La estaba observando mientras hablaba, pensado que era una michoacana más sentada aquí en esta plazuela para tomar su café de media mañana, y enseguida he notado que era distinta. Que sus palabras,que me llegaban a medias, me revolvían la memoria. Que mi corazón se detenía por un momento. Y ha sido entonces cuando me he dado cuenta que usted me la recordaba tanto?

Vine aquí de pequeño, con mis padres. Eran tiempos difíciles. Hace tanto tiempo. No pudimos volver, aunque se acabara la guerra. Aquí hice mi vida y aquí tranquilo espero mi muerte, paseando poco a poco por estas calles que me recuerdan a las de mi lejana Salamanca. Pero sobre todo es a ella, a quien me ha traído usted a la mente. No, no es cierto. Ella siempre está en mis pensamientos. Me acompaña siempre por estas suaves cuestas, y usted solo ha acentuado su presencia.

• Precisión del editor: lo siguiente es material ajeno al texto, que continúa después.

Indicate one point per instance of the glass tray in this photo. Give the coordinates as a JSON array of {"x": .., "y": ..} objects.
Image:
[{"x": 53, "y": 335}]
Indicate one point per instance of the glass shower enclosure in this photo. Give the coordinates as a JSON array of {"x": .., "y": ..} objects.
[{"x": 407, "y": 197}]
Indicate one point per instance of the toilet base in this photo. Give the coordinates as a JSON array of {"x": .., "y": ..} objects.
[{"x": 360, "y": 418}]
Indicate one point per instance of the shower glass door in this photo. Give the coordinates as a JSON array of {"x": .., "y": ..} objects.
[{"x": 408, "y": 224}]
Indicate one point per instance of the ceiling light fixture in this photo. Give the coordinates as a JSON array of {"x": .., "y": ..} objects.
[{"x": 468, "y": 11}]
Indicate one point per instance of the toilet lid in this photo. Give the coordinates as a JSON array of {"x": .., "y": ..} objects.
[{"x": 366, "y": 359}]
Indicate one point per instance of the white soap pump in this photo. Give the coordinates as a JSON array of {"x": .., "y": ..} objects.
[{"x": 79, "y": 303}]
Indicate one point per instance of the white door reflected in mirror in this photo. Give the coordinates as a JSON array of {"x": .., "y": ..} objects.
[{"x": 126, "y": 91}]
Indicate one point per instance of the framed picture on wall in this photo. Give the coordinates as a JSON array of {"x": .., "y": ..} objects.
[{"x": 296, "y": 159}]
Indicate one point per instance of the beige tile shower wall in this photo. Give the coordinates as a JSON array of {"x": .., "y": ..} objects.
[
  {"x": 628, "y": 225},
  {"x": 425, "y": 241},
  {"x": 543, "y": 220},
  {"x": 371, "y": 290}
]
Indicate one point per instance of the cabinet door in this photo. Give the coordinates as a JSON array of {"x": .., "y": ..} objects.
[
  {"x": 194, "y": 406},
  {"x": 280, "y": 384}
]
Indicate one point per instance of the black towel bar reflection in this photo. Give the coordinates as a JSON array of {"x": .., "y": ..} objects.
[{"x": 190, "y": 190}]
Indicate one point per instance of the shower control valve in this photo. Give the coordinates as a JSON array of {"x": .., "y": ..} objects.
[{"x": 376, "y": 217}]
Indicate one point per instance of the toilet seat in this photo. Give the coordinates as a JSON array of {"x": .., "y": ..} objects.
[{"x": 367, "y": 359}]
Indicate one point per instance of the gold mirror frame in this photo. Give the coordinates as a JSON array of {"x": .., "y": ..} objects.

También venía de Salamanca. También sus padres tuvieron que escapar en una noche lúgubre de un verano salvaje. Pero nos conocimos aquí un día en que yo paseaba con calma por los soportales de la Avenida Madero, mirando a las jovencitas que comían sus chilaquiles. Ella tenía su misma sonrisa quieta. Su misma lágrima colgada de unos inmensos párpados. Estaba sentada en una terraza y esa vez tampoco pude refrenarme y le hablé.

Desde entonces no me ha dejado. No hay momento en que me olvide de ella. Cuando veo estos parterres, verdes y floridos, me viene a la cabeza su cara pálida y serena que gozaba de estos inviernos suaves, aunque añoraba nuestra fría Salamanca. Murió hace ya tiempo. Pero mi corazón siguió ocupado.

Perdone que le haya robado su tiempo con mis cuentos de exiliado viejo. Aunque si no la ha incomodado mi presencia, sepa usted que me ha alegrado el día.